(Reuters) - Britain's advertising watchdog upheld a ruling against Arsenal over their promotion of fan token company Socios on Wednesday, determining that the two ads posted on the club's website and Facebook were "misleading" and irresponsible".
The Advertising Standards Agency (ASA) said the adverts had failed to make clear the tokens had to be bought with a cryptocurrency, taken advantage of fans' inexperience and did not warn of the risk of trading crypto.
Digital fan token firm Socios has deals with six Premier League clubs, including champions Manchester City, as well as Barcelona, Juventus, Paris St Germain and a host of top European teams.
Fan tokens allow supporters of soccer and other sports clubs to vote on minor decisions such as songs played at matches after a goal is scored, or images used on social media.
The tokens, which can be traded on exchanges like other cryptocurrencies, are prone to wild swings in price and often have little connection to on-field performance.

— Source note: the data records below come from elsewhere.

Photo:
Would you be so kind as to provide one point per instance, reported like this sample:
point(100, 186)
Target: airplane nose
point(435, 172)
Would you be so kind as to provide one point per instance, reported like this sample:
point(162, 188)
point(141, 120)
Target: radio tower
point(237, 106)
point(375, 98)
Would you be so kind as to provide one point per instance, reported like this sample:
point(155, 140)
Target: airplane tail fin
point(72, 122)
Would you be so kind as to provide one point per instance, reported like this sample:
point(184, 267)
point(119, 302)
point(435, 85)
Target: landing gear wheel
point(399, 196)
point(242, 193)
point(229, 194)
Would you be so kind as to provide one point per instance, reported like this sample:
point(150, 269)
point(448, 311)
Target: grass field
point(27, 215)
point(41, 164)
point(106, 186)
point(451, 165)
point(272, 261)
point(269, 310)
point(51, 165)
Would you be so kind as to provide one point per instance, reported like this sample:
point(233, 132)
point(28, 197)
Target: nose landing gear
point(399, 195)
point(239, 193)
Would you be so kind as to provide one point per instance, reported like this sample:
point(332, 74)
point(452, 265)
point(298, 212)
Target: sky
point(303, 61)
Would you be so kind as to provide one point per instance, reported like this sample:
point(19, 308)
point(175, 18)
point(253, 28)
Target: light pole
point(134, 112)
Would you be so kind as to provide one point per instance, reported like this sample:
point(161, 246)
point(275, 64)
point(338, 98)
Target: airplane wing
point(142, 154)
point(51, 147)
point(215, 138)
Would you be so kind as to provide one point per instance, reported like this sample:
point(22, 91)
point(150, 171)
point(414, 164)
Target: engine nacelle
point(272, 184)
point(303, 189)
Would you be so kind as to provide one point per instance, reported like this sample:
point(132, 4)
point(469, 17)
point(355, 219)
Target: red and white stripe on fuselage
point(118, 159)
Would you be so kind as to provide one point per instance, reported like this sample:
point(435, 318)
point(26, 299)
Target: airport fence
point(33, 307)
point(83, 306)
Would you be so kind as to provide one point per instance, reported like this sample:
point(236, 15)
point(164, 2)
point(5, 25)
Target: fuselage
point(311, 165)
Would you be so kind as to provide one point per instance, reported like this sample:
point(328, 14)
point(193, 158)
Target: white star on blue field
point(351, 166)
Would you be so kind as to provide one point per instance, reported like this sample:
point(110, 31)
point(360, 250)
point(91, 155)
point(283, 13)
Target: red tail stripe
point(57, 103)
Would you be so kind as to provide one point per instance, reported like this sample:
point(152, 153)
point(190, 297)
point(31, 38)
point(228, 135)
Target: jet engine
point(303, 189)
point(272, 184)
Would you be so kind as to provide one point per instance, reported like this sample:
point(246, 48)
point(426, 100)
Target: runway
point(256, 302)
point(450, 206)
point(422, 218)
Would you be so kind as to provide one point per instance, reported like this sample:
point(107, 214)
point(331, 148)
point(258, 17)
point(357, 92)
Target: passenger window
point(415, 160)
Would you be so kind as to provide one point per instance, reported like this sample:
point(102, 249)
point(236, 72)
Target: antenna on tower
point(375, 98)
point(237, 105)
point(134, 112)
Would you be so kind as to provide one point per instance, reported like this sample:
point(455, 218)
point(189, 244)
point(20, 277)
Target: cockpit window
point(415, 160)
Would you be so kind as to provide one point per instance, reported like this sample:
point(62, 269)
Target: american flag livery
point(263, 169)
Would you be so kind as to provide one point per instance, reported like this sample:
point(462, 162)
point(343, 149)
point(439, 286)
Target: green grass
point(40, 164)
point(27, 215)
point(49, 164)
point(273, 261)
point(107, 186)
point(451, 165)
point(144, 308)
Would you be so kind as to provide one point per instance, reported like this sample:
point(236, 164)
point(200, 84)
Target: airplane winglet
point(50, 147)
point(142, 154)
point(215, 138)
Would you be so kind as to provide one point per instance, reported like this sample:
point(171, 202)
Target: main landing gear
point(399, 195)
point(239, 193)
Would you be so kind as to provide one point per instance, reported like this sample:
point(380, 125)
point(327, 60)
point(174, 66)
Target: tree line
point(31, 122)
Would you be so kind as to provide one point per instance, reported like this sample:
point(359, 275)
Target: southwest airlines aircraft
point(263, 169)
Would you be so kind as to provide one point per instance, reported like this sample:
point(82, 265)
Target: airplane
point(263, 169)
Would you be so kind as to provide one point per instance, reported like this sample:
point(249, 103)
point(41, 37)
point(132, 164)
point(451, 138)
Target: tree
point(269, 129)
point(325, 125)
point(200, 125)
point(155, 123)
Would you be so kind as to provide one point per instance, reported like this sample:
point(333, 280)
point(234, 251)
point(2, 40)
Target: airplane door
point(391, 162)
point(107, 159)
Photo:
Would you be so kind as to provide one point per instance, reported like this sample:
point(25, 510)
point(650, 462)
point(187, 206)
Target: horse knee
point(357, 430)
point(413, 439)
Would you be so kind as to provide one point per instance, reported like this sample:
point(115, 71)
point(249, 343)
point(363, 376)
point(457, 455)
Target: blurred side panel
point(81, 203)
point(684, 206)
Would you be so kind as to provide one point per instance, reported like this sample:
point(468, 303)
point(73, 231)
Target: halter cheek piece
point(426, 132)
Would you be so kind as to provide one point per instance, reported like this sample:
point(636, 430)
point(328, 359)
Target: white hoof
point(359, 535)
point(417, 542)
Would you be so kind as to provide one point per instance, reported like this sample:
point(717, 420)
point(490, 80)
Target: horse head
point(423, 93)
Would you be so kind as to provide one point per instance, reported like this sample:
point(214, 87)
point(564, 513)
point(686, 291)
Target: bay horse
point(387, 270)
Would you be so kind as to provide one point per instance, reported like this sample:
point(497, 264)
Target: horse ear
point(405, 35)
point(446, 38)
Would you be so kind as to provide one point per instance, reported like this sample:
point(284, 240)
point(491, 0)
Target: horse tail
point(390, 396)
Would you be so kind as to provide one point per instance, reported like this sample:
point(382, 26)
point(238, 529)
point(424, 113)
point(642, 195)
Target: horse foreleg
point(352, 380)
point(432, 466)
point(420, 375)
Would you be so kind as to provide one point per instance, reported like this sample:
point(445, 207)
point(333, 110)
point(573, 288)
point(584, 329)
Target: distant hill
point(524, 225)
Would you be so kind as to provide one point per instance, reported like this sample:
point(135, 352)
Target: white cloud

In a statement to the ASA, Arsenal argued that the polls were "not a gimmick or a way to promote fan tokens as an investment opportunity, the polls were actually the purpose and essence of the fan tokens".
The club added Socios was well known in the soccer community as a cryptocurrency platform which meant viewers of the ads would understand that fan tokens had to be bought with cryptocurrency.
The ASA upheld all sections of its December ruling.
The organisation said the club "did not include any risk warning making consumers aware that paid-for Fan Tokens were cryptoassets which were unregulated in the UK and cryptoassets could go down as well as up".
It added the adverts were misleading because they did not make clear the tokens were cryptoassets which were not regulated in Britain, and had to be purchased with another cryptocurrency.
"(The ads) were irresponsible because they took advantage of consumers' inexperience or credulity and trivialised engaging with and investing in cryptoassets," the ASA said.
"The ads must not appear again in the form complained about."